The number of rpsC (A) and rplL (B) mRNA transcripts normalized against the number of proC mRNA transcripts expressed by G. uraniireducens at a wide range of growth rates. Triplicate biological and technical replicates were done for all specific growth rates.

Fig 3

(A) The number of G. uraniireducens cells in cultures with acetate (5 mM) provided as the electron donor and fumarate (40 mM) provided as the electron acceptor under nitrogen-limiting (no NH₄⁺) or non-nitrogen-limiting (4.67 mM NH₄⁺) conditions; (B) the number of rpsC mRNA transcripts normalized against the number of proC mRNA transcripts expressed by G. uraniireducens cells under nitrogen-limiting or non-nitrogen-limiting conditions.

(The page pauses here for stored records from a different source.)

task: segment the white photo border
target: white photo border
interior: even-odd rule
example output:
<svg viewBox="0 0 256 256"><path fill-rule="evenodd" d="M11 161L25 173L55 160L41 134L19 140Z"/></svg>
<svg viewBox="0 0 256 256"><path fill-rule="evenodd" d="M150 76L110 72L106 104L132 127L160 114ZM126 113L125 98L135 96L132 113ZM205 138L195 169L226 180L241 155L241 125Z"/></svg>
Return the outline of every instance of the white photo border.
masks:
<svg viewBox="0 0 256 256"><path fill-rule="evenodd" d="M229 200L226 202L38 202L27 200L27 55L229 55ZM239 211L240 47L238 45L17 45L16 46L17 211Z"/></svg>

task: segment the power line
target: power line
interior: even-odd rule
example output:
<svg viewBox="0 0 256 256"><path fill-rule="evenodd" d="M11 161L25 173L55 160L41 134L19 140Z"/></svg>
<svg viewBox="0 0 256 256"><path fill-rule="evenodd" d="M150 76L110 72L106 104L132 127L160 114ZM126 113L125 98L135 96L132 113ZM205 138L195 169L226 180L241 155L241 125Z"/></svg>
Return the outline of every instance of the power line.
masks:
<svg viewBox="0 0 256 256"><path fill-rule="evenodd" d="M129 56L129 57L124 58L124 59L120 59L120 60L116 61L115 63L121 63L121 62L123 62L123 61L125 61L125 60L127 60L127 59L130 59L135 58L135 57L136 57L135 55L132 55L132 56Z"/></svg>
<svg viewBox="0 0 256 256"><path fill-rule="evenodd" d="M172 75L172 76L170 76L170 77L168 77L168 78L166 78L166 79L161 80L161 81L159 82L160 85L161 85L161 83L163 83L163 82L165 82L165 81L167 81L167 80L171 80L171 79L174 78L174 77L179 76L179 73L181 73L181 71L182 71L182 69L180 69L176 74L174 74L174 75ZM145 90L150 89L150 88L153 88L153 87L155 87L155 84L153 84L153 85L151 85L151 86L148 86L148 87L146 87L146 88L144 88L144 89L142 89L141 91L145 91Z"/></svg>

Triplicate biological and technical replicates were done for all samples.

Fig 4

Growth of Geobacteraceae in response to acetate availability during the uranium bioremediation field experiment conducted at Rifle in 2010. (A) Acetate and Fe(II) concentrations in groundwater collected during uranium bioremediation; (B) number of Geobacteraceae in the groundwater estimated by direct counts of cells labeled with Geobacteraceae-specific FISH probes and total bacterial cells estimated with general DAPI staining; (C) proportion of Geobacteraceae in the groundwater estimated by comparing direct counts of cells labeled with Geobacteraceae-specific FISH probes with general DAPI staining of all cells versus proportion of Geobacteraceae found in 16S rRNA gene clone libraries; (D) number of Geobacteraceae rpsC mRNA transcripts normalized against the number of proC mRNA transcripts plotted against the number of Geobacteraceae cells/ml estimated by FISH in the groundwater. Each point is an average of triplicate determinations, and error bars represent standard deviations. Growth rate constants (μ) were calculated from the following equation: y = 511x − 5.3.